Iran admits missile attack near US consulate in Iraq
No injuries were reported in the attack, which marked a significant escalation in hostilities between the US and Iran
Iran has claimed responsibility for a missile barrage that struck near a sprawling US consulate complex in the northern Iraqi city of Irbil on Sunday, saying it was in retaliation for an Israeli strike in Syria that killed two members of its Revolutionary Guard.
No injuries were reported in the attack, which marked a significant escalation in hostilities between the US and Iran that have often played out in Iraq, whose government is allied with both countries.
Iran’s Revolutionary Guard said on its website that it launched the attack against an Israeli “strategic centre of conspiracy” in Irbil. It did not elaborate, but in a statement said Israel had itself been on the offensive, citing a recent strike that killed two Revolutionary Guards.
The semi-official Tasnim news agency quoted an unnamed source as saying Iran fired 10 Fateh missiles, including several Fateh-110 missiles, which have a range of about 186 miles (300km).
The source said the attack resulted in multiple casualties and that the main target for the missiles was the “Zionist base, which is far from the American military base”.
One Iraqi official in Baghdad initially said several missiles had hit the US consulate in Irbil and that it was the target of the attack.
Later, Lawk Ghafari, the head of Kurdistan’s foreign media office, said none of the missiles had struck the US facility but that areas around the compound had been hit.
In a Twitter post, he said the lack of reaction from the international community to repeated attacks by Iran on Kurdistan “is of great concern” and was encouraging future attacks by Tehran.
A US defence official said the strike was launched from neighbouring Iran, and that it was still uncertain exactly how many missiles were fired and exactly where they landed. A second US official said there was no damage to any US government facility and there was no indication that the target was the consulate building, which is new and currently unoccupied.
Satellite broadcast channel Kurdistan24, which is located near the US consulate, went on air shortly after the attack, showing shattered glass and debris on its studio floor.

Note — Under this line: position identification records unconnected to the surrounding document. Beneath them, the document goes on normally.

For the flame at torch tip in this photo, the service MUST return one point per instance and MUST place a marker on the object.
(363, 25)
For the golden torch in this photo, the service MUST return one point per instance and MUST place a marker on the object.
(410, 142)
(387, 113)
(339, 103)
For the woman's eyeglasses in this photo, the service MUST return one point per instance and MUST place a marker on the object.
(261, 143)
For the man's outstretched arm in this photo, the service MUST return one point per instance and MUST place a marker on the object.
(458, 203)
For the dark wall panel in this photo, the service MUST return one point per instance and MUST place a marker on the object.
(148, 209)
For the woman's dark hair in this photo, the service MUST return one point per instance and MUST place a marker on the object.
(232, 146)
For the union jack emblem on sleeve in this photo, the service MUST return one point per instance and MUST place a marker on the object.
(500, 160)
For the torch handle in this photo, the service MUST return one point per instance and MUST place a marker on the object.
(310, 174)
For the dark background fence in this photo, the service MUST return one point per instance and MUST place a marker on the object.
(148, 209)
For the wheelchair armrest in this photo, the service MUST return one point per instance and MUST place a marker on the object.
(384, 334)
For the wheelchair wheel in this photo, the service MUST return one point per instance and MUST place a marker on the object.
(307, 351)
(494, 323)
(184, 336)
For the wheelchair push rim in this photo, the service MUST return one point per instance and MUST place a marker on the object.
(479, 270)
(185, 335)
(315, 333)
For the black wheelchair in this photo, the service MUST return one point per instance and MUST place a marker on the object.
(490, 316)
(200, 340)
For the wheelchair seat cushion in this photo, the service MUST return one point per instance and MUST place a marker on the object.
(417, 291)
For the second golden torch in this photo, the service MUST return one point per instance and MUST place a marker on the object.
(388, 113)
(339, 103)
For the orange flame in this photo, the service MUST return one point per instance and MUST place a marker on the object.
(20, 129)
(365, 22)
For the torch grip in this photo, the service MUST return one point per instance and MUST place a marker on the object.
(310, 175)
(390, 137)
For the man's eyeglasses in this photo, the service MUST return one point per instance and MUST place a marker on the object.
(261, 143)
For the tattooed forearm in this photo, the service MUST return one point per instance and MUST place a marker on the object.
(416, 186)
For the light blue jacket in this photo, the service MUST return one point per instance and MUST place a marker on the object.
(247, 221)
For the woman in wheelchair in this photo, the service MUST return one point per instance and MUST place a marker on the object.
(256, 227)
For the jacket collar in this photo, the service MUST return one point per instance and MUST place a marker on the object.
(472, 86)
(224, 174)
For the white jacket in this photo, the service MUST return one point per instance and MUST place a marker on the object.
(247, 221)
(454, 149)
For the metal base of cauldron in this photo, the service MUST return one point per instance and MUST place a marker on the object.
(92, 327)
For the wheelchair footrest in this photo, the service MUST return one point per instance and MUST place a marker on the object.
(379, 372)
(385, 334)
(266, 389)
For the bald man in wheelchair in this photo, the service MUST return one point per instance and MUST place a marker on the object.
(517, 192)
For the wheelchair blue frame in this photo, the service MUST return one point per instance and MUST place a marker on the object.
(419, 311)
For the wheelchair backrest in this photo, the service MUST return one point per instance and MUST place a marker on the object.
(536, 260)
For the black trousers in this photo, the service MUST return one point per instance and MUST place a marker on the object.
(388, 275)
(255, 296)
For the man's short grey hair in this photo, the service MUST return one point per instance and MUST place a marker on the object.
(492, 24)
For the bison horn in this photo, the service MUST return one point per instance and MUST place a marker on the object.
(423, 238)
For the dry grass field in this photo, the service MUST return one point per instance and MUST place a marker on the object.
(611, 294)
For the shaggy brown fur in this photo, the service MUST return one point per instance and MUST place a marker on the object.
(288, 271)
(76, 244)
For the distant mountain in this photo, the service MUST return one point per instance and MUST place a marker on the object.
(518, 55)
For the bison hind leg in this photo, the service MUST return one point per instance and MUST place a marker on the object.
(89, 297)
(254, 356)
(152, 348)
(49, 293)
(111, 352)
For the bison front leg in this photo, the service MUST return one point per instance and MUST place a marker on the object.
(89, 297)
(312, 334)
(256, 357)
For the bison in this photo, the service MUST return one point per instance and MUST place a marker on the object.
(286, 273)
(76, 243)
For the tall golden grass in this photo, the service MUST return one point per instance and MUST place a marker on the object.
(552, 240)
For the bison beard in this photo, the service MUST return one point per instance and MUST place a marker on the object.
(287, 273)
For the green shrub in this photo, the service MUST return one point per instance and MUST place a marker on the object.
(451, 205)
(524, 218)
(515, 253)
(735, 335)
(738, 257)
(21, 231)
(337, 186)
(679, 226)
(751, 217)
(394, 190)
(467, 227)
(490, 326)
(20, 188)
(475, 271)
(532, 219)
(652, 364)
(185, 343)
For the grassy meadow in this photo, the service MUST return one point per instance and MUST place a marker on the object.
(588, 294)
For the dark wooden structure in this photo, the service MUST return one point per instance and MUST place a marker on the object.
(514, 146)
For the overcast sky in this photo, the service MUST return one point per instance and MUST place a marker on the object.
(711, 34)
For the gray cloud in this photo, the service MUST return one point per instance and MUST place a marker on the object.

The attack came several days after Iran said it would retaliate for an Israeli strike near Damascus in Syria that killed two members of its Revolutionary Guard.
On Sunday, Iran’s state-run Irna news agency quoted Iraqi media acknowledging the attacks in Irbil, without saying where they originated.
The missile barrage coincided with regional tensions.
Negotiations in Vienna over Tehran’s nuclear deal hit a “pause” amid Russian demands on sanctions targeting Moscow over its war on Ukraine.
Meanwhile, Iran suspended its secret Baghdad-brokered talks aimed at defusing years-long tensions with regional rival Saudi Arabia, after Saudi Arabia carried out its largest known mass execution in its modern history with more than three dozens Shiites killed.
The Iraqi security officials said there were no casualties from the Irbil attack, which they said occurred after midnight and caused material damage in the area.
One of the Iraqi officials said the ballistic missiles were fired from Iran, without elaborating. He said the projectiles were the Iranian-made Fateh-110, likely to have been fired in retaliation for the two Revolutionary Guards killed in Syria.
The US ambassador to Iraq, Mathew Tueller, said the US condemned the criminal attack on civilian targets in Irbil.
“Iranian regime elements have claimed responsibility for this attack and must be held accountable for this flagrant violation of Iraqi sovereignty,” he said in a statement posted by the US consulate in Irbil.
US forces stationed at Irbil’s airport compound have come under fire from rocket and drone attacks in the past, with American officials blaming Iran-backed groups.
The top US commander for the Middle East has repeatedly warned about the increasing threats of attacks from Iran and Iranian-backed militias on troops and allies in Iraq and Syria.